A short, classical pedestal cut from blue-gray veined marble lifts the bust. To establish an imposing aura for the figure, the coat and shirt collars -- carved in deep relief -- emphasize verticality. Together with the elaborate jabot they create a second, "internal pedestal" that lifts the head. The vertical rise plays against a rhythmic series of carved horizontals -- dramatic in the neckband, shallow in the area above the blue-gray pedestal.

Who carved this remarkable hunk of marble? Jean-Antoine Houdon (1741-1828) is a name known mostly to specialists, although an image of his work is seen every day by much of the American public. Pull a nickel from your pocket or purse and check out the head on the obverse; it shows the bust of Jefferson in this exhibition.
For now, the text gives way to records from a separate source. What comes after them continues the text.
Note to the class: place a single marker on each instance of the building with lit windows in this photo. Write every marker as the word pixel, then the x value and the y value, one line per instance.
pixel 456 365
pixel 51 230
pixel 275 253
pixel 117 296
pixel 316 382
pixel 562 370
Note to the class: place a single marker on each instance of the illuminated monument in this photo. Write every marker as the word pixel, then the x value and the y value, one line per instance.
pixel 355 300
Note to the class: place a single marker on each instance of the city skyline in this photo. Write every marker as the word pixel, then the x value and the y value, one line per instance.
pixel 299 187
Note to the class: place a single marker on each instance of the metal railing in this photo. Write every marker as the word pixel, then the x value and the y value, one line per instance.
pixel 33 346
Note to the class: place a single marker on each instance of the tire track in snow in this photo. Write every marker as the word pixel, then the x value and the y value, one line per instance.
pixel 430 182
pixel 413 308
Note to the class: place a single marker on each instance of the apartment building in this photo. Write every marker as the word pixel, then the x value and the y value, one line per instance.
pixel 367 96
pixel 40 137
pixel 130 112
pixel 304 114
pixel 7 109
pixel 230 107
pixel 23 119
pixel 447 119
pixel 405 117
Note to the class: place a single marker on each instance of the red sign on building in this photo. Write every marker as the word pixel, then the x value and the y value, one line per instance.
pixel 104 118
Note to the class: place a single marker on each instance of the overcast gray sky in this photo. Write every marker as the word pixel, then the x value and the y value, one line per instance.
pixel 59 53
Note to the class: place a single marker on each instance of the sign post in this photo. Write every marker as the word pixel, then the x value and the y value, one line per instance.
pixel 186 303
Houdon, despite his stature as the greatest European sculptor during the Age of Reason, has never been the subject of a full-scale retrospective. The Getty exhibition -- co-organized with the National Gallery of Art in Washington, where it was seen over the summer, and the Chateau de Versailles in the Paris suburb where Houdon was born and where it travels next spring -- is a major event.

Houdon -- like Fulton -- was a man of modest birth whose entrepreneurial instincts were synchronous with the social transformations underway at the end of the 18th century. His father was concierge to the Comte de Lamotte, whose establishment housed an art school. There, winners of the Grand Prix at France's royal academy were trained before being sent to Rome for further immersion in the traditions of classical art. From childhood Houdon was exposed to the great artistic debates of the day -- and to the routine sweat-equity involved in making art.

Houdon won the Grand Prix himself at age 20. Three years later, he went to Rome. Like all French students he was obliged to make copies of ancient Greek and Roman sculptures. Vestal virgins and figures of Achilles were soon being modeled in plaster. The exacting naturalism of antique Roman busts is one clear inspiration for Houdon's mature work as a portrait sculptor. So is the countervailing tendency to idealize, which sticks like glue to any artistic notion of classicism-with-a-capital C. (If only things could be as glorious today as they certainly must have been back then!)

But there's something else about Houdon's work, something that distinguishes it from his immediate predecessors. Forget showy dynamism or programmatic naturalism. Instead, a degree of introspection marks Houdon's figures. Sensory experience and processes of thought are given form.